Ook het zelfstandig aanleveren door bedrijven moest eerst geregeld worden. “We hebben aanbestedings- en inkoopcontracten van RWS gebruikt en bestekposten daaruit overgenomen in contracten met bureaus. De discussie nu is: wanneer leveren we welke bodemkundige gegevens aan. Automatiseerders van de bureaus moeten daarvoor gaan samenwerken en dat is soms nog wel een dingetje. Ook merkten we dat een aantal bureaus de e-herkenning die nodig is voor de BRO, nog niet hadden. En verder lopen we nu een beetje tegen de 20-dagen-regel aan”, zegt Minten. “Binnen 20 dagen moeten de gegevens aangeleverd zijn aan de BRO. Dat is nog wel een uitdaging, vooral als je zelf een keertje op vakantie bent. We hebben nu wel in elke dienst een achterwacht geregeld die het portaal ook in kan.”

Inbedden

In 2017 was Minten samen met andere bodemadviseurs al aan het nadenken over de BRO: “De discussie was toen: waar moet de BRO landen, wie voelt zich verantwoordelijk? Binnen de gemeente Utrecht verzamelen drie diensten gegevens over de ondergrond. Welke dienst pakt het op? Ook is er een discussie geweest of de Bronhouder van de BRO moest zitten in de dienst die alle basisregistraties beheert. Omdat StadsIngenieurs nu de meeste data verzamelt, is daar de coördinatie belegd.”

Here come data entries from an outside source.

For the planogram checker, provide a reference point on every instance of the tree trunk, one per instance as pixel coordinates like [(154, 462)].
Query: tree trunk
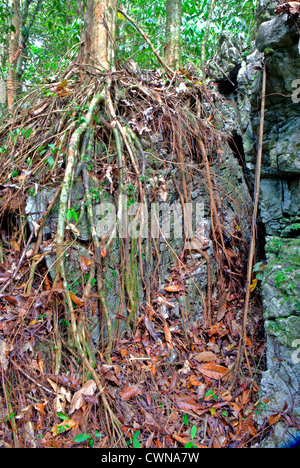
[(207, 31), (13, 54), (173, 33), (100, 32)]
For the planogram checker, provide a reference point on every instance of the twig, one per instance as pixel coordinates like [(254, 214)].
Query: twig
[(168, 70), (243, 336)]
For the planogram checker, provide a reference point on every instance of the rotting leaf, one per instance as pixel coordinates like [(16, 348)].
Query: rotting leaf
[(64, 426), (76, 300), (130, 392), (205, 356), (213, 371), (89, 388)]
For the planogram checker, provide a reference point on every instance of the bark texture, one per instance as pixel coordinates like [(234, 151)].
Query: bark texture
[(14, 53), (173, 33), (100, 32)]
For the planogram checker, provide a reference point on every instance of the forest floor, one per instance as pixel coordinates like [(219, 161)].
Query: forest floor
[(164, 384)]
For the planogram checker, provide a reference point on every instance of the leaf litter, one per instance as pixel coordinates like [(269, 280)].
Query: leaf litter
[(168, 384)]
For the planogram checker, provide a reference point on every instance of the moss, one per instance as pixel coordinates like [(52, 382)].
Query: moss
[(285, 329)]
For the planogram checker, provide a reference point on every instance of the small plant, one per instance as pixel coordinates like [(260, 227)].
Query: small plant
[(87, 437), (193, 431), (135, 442), (193, 435)]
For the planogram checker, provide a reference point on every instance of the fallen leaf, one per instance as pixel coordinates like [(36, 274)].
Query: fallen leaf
[(188, 405), (64, 426), (213, 370), (15, 245), (172, 288), (89, 388), (194, 381), (253, 285), (168, 336), (274, 418), (4, 350), (129, 392), (76, 300), (205, 356), (85, 264)]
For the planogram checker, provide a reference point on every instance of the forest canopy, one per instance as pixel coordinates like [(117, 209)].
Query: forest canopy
[(50, 29)]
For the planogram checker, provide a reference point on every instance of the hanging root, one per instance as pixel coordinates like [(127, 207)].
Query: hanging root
[(59, 139)]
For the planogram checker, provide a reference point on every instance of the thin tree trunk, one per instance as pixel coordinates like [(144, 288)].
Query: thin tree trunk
[(173, 33), (100, 33), (14, 53), (207, 30)]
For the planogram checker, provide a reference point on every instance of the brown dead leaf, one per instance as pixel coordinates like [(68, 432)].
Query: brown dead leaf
[(64, 426), (213, 371), (15, 245), (188, 405), (168, 336), (205, 356), (172, 288), (89, 388), (85, 264), (76, 300), (274, 418), (129, 392)]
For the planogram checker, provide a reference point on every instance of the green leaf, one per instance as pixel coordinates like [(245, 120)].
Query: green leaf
[(62, 416), (193, 431), (50, 161), (82, 438), (71, 214), (189, 445), (185, 419)]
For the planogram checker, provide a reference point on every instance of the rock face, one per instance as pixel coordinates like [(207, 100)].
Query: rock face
[(279, 206)]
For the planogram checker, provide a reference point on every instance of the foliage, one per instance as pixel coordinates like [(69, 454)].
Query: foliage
[(234, 16)]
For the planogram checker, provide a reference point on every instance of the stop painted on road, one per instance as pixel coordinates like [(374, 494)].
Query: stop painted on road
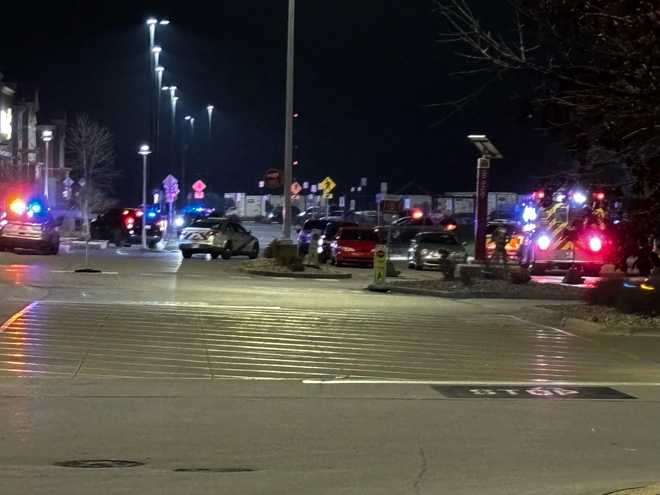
[(535, 392)]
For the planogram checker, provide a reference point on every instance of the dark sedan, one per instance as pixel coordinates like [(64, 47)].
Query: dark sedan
[(432, 249)]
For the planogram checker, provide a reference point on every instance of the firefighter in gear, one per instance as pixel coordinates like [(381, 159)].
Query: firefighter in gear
[(501, 238)]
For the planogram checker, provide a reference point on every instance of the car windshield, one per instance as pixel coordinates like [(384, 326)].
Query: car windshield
[(315, 224), (206, 223), (358, 235), (434, 238)]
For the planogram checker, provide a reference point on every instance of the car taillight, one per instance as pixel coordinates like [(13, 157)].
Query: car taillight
[(543, 242), (595, 244)]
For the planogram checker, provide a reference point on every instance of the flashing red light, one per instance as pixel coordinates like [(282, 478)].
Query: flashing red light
[(543, 242), (18, 206), (595, 244)]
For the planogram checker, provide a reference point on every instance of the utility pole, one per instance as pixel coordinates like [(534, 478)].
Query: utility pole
[(288, 133)]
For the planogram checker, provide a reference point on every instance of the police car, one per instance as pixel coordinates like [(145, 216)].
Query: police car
[(28, 225), (217, 236)]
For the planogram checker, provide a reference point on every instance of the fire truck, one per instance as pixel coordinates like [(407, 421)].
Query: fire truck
[(568, 227)]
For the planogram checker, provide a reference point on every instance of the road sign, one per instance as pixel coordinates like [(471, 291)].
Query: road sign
[(171, 188), (198, 188), (531, 392), (327, 184), (273, 178), (380, 264)]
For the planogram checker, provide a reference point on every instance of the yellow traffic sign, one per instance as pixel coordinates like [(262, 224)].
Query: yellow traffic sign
[(327, 184)]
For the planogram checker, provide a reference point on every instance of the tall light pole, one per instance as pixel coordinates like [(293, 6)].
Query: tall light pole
[(191, 120), (288, 131), (209, 110), (488, 152), (46, 137), (144, 151)]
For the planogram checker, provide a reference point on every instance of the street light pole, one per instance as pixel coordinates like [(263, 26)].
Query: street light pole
[(488, 151), (288, 132), (209, 109), (46, 137), (144, 151)]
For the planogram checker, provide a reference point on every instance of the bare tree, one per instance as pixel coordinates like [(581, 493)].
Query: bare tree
[(594, 67), (91, 151)]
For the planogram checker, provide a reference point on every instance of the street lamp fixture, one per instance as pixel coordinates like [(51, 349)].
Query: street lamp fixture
[(144, 151), (46, 137)]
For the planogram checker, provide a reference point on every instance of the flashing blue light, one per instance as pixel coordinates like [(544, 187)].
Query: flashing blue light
[(35, 207), (529, 214)]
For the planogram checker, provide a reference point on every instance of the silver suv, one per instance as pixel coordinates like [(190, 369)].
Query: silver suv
[(217, 237)]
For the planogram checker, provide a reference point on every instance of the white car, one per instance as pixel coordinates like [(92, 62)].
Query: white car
[(217, 237)]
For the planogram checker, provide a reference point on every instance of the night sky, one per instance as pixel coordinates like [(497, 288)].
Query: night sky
[(366, 73)]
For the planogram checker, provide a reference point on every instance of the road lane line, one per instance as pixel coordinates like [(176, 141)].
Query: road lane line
[(17, 315), (361, 381)]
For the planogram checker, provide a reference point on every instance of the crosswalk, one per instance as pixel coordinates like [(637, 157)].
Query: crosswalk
[(206, 341)]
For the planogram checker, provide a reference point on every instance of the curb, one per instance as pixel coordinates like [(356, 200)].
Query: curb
[(453, 295), (92, 244), (268, 273)]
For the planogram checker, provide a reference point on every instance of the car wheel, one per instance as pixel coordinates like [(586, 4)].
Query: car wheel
[(227, 252), (255, 251)]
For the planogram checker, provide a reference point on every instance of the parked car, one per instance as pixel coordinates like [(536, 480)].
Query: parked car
[(218, 236), (123, 227), (328, 236), (306, 231), (30, 234), (354, 245), (310, 213), (430, 249)]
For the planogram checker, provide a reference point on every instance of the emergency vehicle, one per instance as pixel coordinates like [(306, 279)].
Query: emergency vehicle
[(565, 228), (27, 224)]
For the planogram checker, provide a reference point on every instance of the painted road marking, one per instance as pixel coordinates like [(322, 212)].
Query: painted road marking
[(480, 391), (16, 316)]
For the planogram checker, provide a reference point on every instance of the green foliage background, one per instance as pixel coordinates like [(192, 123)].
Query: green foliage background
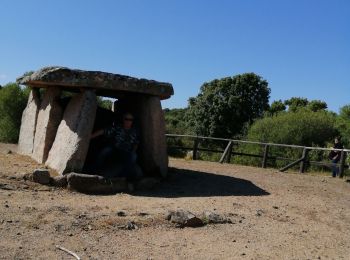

Hoe is bestuur en management betrokken? Minten: “We hebben vorig jaar de Ensia evaluatie gedaan. Daar is een bestuursrapportage van gemaakt en gedeeld met B&W. Dit heeft veel structuur geboden, vooral naar het management van onze organisatie. Zo kun je je mandaat goed regelen. Nu moeten we iedereen geïnformeerd houden. We doen bijvoorbeeld iedere 3 maanden een belrondje met collega’s die wat verder van het onderwerp af zitten. En we zitten ieder kwartaal met direct betrokkenen bij elkaar. Dat zijn projectleiders die in het proces zitten, en collega’s die inhoudelijk betrokken zijn bij projecten.”

Tips

Minten heeft twee tips die hij graag wil meegeven aan iedereen die met de BRO bezig is, of nog moet beginnen:

  1. Blijf de boodschap uitdragen. De ondergrond is en wordt een erg belangrijk onderwerp. Goede gegevens zijn je basis. Anders kun je letterlijk en figuurlijk niet bouwen.
  2. Vier met je mensen het succes. Want alleen samen maken we de BRO.